I have not previously discussed it here, because it is so personal to me, and is still, almost a year later, a wound that festers. My mother died on the 5th of June last year. As so often happens, we had known it was coming for five years or so, but when it happens, you still mourn. My mother was one of those who did all the "right" things, eating right, not smoking, not drinking (she took the very occasional drink for social purposes) and yet she ended up having some form of dementia. Toward the end, I could see the doctors, and the nurses treating her took the attitude that she did not have a "quality of life" that justified her continued taking up of oxygen. It was largely on the strength of both my Dad and me that she lived for another 2 months before slipping away. I have yet to write the obituary of my mother, and I wonder if I ever will. I know she would be disappointed, as an English teacher, that her son could not write her obituary. But each time I start, tears come to my eyes.
So, it was with great interest that I read this story, at the American Thinker, entitled
The Death Panel's Loving Embrace, by Daren Jonescu. The story hit many of the criticisms that I felt during my mother's ordeal. I wanted to share it with you, gentle reader, in the event that reading a first hand account of the cruelty of Socialized medicine may cause you to think about the virtues of a market based system.
One of the things that I thought about a great deal as I sat there with my mother was this notion of "quality of life" (QOL). We all have things that, if we could not do them anymore, our quality of life would be impaired. Someone who cherishes his daily run may find that as he gets older he can no longer run. So he switches to the gentler bicycling. Does his QOL shrink? I think so, but not a lot. How about an older motorcyclist who at a certain age has to switch to riding a trike instead because he can no longer trust his legs to catch the weight of the motorcycle at stops? How about an elderly person whose eye sight becomes so impaired that he can no longer drive himself on his various errands, and must depend on neighbors and family members to take him where he needs to go? Question: When does QOL drop to a level where we decide that putting more resources into maintaining that life no longer "pays off?" Second question: If you can define that point, then what stops you from redefining that point whenever you need to because of budgetary shortfalls? This is the fallacy of QOL as defined by others. Your QOL may have suffered, but you may still see your life as valuable. Should someone else then decide that it is not?
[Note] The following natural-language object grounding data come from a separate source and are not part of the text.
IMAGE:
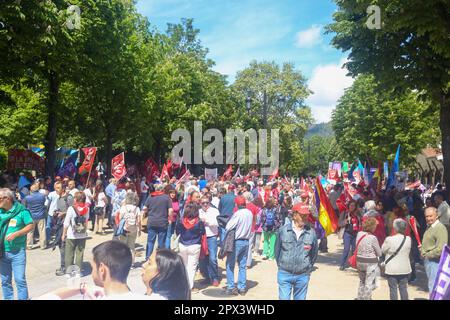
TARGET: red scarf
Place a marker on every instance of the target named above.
(81, 208)
(189, 224)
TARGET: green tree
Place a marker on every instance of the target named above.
(36, 42)
(410, 51)
(274, 97)
(319, 151)
(370, 122)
We have been discussing human life in utilitarian terms. Like a old car, we seem to have decided, without much debate among those who will be affected, that at some point we just throw that person away. We view people as if they were units, not unique individuals. But each human is unique. Their presence touches our lives, and our lives would be poorer if they were not there. The cost of repairing the old car is greater than old car is worth. But, a human life can not be weighed by its utility to anyone in particular, or to society as a whole. If we were to weigh a human life in terms of utility to society as a whole, more prisoners would be executed, rather than spend the $30,000 that the average inmate costs society in this country. Surely criminals contribute nothing to society. But we don't execute people for petty crimes.
Life is a gift from God, and only God has the right to end a life. It is not for us to hurry death along, particularly for the reason that this hospital bed is needed by another, so just hurry up and die.